De eerste officiële munteenheid van Irak was het Ottomaanse pond dat in de late 19 eeuw werd geïntroduceerd. In die tijd werd Irak bezet door het Ottomaanse Rijk en het land nam, onder andere, de valuta van het rijk aan. Het Ottomaanse pond werd uitgegeven door de Imperiale Ottomaanse Bank (Osmanli Bankas) in Constantinopel (het huidige Istanbul, Turkije). De Keizerlijke Bank van Perzië was de eerste in Irak gevestigde bank en opende in mei 1890 in Bagdad. De Ottomaanse Bank opende haar Iraakse vestiging in 1892 en begon bankbiljetten uit te geven waarvan de circulatie voorheen beperkt was tot Constantinopel. De valuta was een decimale valuta en werd vervangen door de Indiase roepie na de Britse bezetting in Irak tijdens de Eerste Wereldoorlog.
Indiase Roepie
De Indiase roepie is de officiële munteenheid die in India wordt gebruikt en werd ook gebruikt in tal van Britse koloniën, waaronder Irak. Het Britse Rijk introduceerde de Indiase Roepie in Irak in 1915, onmiddellijk na zijn bezetting van de Midden-Oosten natie. In plaats van dat de Britten het pond sterling introduceerden, zoals het geval was met de koloniën op het westelijk halfrond, besloot de koloniale macht de Indiase roepie te gebruiken, die in vele andere koloniën in Azië en Afrika effectief was gebleken en ook werd gebruikt in de lokale en internationale handel.

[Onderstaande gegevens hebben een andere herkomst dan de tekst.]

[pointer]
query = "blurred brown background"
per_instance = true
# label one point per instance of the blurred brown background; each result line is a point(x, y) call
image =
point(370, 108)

De Indiase roepie werd uitgegeven door de Indiase regering, met het hoofdkantoor in New Delhi, India, en de lokale circulatie werd gereguleerd door de in Londen gevestigde Currency Board van Irak.
Iraakse Dinar
De Iraakse dinar is de huidige officiële munteenheid in Irak en wordt afgekort op de internationale geldmarkten als IQD. De Iraakse dinar bestaat uit subunits die bekend staan als fils, waarbij 1 Iraqi dinar gelijkwaardig is aan 1000 fils en daarom is gedecimaliseerd in tegenstelling tot zijn voorganger, de Indiase rupee. De Iraakse dinar werd geïntroduceerd op april 1, 1932, ter vervanging van de koloniale Indiase roepie en was gekoppeld aan het Britse pond. De Centrale Bank van Irak werd opgericht in 1947 en werd de belangrijkste regelgevende instantie die de circulatie en inflatie van de Iraakse dinar controleerde, wat ook betekende dat de vaste koppeling van de valuta werd omgezet in een harde koppeling. In 1949 devalueerde het VK het pond sterling, een ontwikkeling die ertoe leidde dat de centrale bank van Irak overschakelde op de Amerikaanse dollar als ankervaluta, met de geldende cross rate van het pond sterling. De devaluatie van de Amerikaanse dollar in de 1970s zorgde ervoor dat de dinar een dramatische waardestijging doormaakte waarbij 1 USD gelijkwaardig was aan 3.21 IQD.